I am trying to implement KMeans algorithm as a class and when i done all code i test with creating object and than train the dataset. But i get the following error. self.distances = np.zeros((self.N, self.n_clusters))
TypeError: only integer scalar arrays can be converted to a scalar index
from abc import ABC, abstractmethod
class KMeansInterface(ABC):
@abstractmethod
def fit(self, X):
pass
@abstractmethod
def predict(self, X):
pass
class Kmeans(KMeansInterface):
def __init__(self, n_clusters):
self.n_clusters = n_clusters
self.labels = None
self.distances = None
self.N = X.shape[0]
self.data_points = X
self.prev_labels = None
def choose_clusters(self, k, X):
self.n_clusters = k
size = X.shape[0]
numbers = np.random.choice(size, k, replace=False)
return X[numbers]
def calculate_sum_squared_distance(self, data_points, clusters):
self.distances = np.zeros((self.N, self.n_clusters))
for i, centroid in enumerate(clusters):
distance = np.sum(np.square(data_points-centroid), axis=1)
self.distances[:, i] = distance
return self.distances
def calculate_closest_clusters(self, distances):
self.closest_clusters = np.argmin(self.distances, axis=1)
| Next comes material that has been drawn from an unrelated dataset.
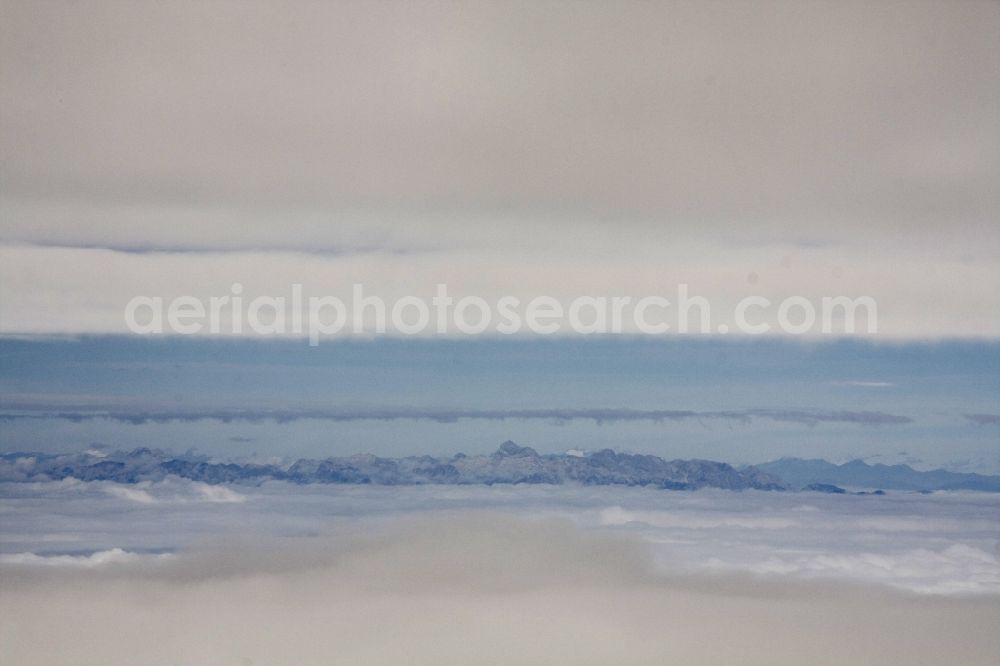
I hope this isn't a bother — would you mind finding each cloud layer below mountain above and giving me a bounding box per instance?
[0,506,1000,665]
return self.closest_clusters
def update_clusters(self, labels, data_points):
new_clusters = []
for i in range(self.n_clusters):
points_in_cluster = data_points[labels==i]
values = np.mean(points_in_cluster, axis=0)
new_clusters.append(values)
return np.array(new_clusters)
def fit(self, X):
self.n_clusters = self.choose_clusters(self.n_clusters, X)
for i in range(20000):
self.distances = self.calculate_sum_squared_distance(X, self.n_clusters)
self.labels = self.calculate_closest_clusters(self.distances)
self.new_cluster = self.update_clusters(self.labels, X)
if self.prev_labels is not None:
if np.all(self.prev_labels == self.labels):
break
self.prev_labels = self.labels
fitted = True
return self.labels
def predict(self, X, clusters):
self.distances = self.calculate_sum_squared_distance(X, clusters)
self.labels = self.calculate_closest_clusters(self.distances)
return self.labels
kmean_object = KMeans(2)
kmean_object.fit(X)